Тогда они жили большой семьей: он, Зойка, брат его Василий с женой и тещей. Менуэт Моцарта, легкую мелодичную пьеску, Серафим Петрович осилил за месяц. Музыка этого менуэта до того пронизала стены их дома, что собака, с которой приходил в гости сосед, однажды зевнула и провыла точно несколько тактов.
Хорошо они тогда жили — бурно, бодро. Теща брата Василия заявляла по утрам, что она им не служанка, не домработница, не нянька. Подводила брови горелой спичкой и убегала на работу. Зойка распевала по утрам песни. Василий с женой мыли за всеми посуду и подпевали ей. Вечерами сидели у телевизора, тихо, не переговариваясь, как в кино, еще не привыкнув к тому, что маленький экран, увеличенный круглой линзой, — часть их личного быта. Впрочем, Серафим Петрович редко сиживал с ними: пропадал до ночи в институтской лаборатории, а если был дома, то, закрывшись в своей комнате, терзал пианино.
Телевизор и пианино умолкли с появлением в квартире нового человека — племянника Димы. Рождение Димы в один день перечеркнуло их прежнюю жизнь. Пианино покрыли старым суконным одеялом, телевизор перенесли на кухню. В квартире господствовал младенец. Власть его простиралась и на прихожую, и на лестничную площадку. Когда соседская собака с лаем выходила на прогулку, теща Василия открывала дверь и говорила соседу, еще совсем недавно желанному гостю: «Дорогой товарищ, у нас ребенок!»

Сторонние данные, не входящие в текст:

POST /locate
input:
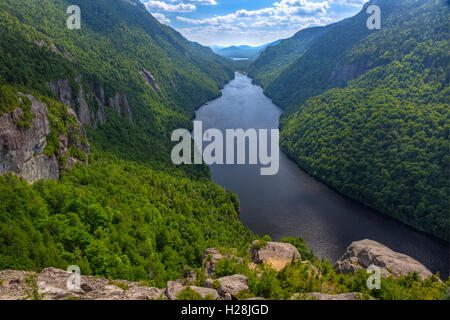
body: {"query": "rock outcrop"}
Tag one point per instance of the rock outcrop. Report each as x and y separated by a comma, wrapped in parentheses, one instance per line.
(275, 253)
(212, 256)
(120, 104)
(362, 254)
(231, 285)
(150, 79)
(324, 296)
(345, 71)
(22, 147)
(83, 100)
(173, 289)
(51, 284)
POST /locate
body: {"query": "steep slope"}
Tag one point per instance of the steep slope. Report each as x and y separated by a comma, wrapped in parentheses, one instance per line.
(123, 71)
(130, 213)
(315, 71)
(275, 59)
(383, 139)
(243, 52)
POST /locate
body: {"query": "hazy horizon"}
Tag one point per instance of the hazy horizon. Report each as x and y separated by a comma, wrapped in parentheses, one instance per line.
(247, 22)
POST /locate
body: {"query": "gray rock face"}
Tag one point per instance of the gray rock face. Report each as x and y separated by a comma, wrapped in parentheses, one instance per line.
(362, 254)
(80, 102)
(150, 79)
(120, 104)
(344, 72)
(206, 292)
(275, 253)
(324, 296)
(21, 149)
(173, 289)
(212, 256)
(51, 284)
(233, 285)
(63, 90)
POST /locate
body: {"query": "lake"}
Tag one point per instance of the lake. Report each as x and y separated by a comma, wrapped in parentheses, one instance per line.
(292, 203)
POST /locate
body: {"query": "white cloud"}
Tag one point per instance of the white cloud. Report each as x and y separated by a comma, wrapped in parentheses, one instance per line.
(349, 3)
(166, 7)
(161, 18)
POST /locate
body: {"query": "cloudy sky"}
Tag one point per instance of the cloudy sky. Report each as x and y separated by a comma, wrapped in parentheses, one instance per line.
(251, 22)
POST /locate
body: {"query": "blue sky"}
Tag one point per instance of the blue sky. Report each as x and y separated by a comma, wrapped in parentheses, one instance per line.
(251, 22)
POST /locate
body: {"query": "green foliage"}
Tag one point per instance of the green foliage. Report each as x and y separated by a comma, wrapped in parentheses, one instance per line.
(117, 42)
(9, 99)
(115, 219)
(383, 139)
(277, 58)
(32, 292)
(225, 267)
(300, 244)
(191, 295)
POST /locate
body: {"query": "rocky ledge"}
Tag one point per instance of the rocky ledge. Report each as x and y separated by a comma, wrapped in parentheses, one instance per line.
(22, 147)
(362, 254)
(52, 284)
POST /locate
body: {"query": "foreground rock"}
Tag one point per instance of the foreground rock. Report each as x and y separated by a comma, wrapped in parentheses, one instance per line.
(362, 254)
(206, 292)
(22, 143)
(275, 253)
(212, 256)
(51, 284)
(324, 296)
(231, 285)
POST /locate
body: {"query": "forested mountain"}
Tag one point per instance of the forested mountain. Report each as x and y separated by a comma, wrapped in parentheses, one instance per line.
(381, 135)
(275, 59)
(243, 52)
(99, 104)
(122, 61)
(131, 80)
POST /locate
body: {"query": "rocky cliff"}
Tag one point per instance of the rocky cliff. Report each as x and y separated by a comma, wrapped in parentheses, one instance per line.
(24, 143)
(362, 254)
(52, 283)
(90, 101)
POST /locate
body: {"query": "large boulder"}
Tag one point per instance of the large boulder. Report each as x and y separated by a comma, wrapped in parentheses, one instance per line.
(206, 292)
(173, 289)
(324, 296)
(231, 285)
(22, 147)
(362, 254)
(142, 293)
(13, 285)
(52, 284)
(212, 256)
(277, 254)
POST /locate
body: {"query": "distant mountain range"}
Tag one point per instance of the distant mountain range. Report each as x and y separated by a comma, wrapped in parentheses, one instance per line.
(242, 52)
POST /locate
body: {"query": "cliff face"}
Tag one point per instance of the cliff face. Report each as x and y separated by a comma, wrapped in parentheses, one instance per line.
(83, 101)
(23, 147)
(55, 284)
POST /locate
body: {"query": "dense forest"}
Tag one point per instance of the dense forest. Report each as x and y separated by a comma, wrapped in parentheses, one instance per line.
(276, 58)
(131, 214)
(381, 135)
(130, 211)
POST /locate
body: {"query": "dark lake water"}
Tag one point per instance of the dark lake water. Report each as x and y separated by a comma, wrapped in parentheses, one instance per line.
(292, 203)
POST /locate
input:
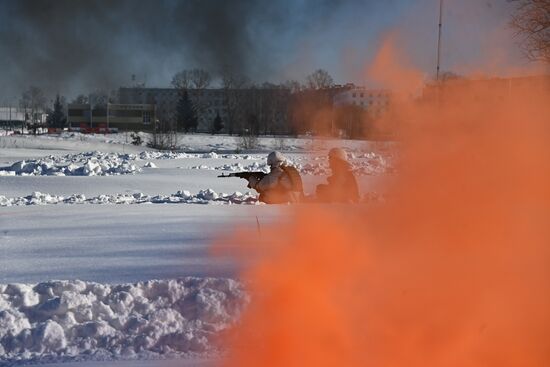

Потом семья брата получила квартиру, и Серафим Петрович остался один на один с Зойкой. И до этого их было двое. Семья Василия всегда была как бы одна сторона, он с Зойкой — другая. Но тогда все, как любил говорить брат, взаимоуничтожались — еду не делили, чьи простыни, чьи наволочки в пакетах из прачечной, не рассматривали. Зойка дружила с женой Василия и вообще со всеми ладила. Серафим Петрович воспринимал Зойку в общем ряду всего населения квартиры, в той же родственной связи, как воспринимал своего брата, его жену и тещу. Только родившийся младенец Дима не вписался в этот ряд, перевернул его домашнюю жизнь, ущемил в правах. Серафим Петрович страдал, мучился, как мучился бы в подобных обстоятельствах всякий пожилой, не переживший собственного отцовства мужчина. Пианино под серым суконным одеялом, из-под которого торчали золотые педали, было похоже на замурованные врата рая. Серафим Петрович передвигался по квартире на цыпочках, кашлять уходил в ванную и даже иногда на работе, пугаясь громкого голоса вошедшего в его лабораторию сотрудника, ловил себя на желании сказать ему: «Тише. У нас ребенок».
Племянник Дима, заняньканный крикун, исчез из его жизни самым счастливым образом. Семье брата предоставили трехкомнатную квартиру в новом доме, и Серафим Петрович, стащив одеяло с пианино, сыграв две пьесы из «Детского альбома» Чайковского, вдруг понял, что Зойка, которую он удочерил, та восьмилетняя девочка, давно выросла, заканчивает десятый класс, а что она за человек, он так и не знает.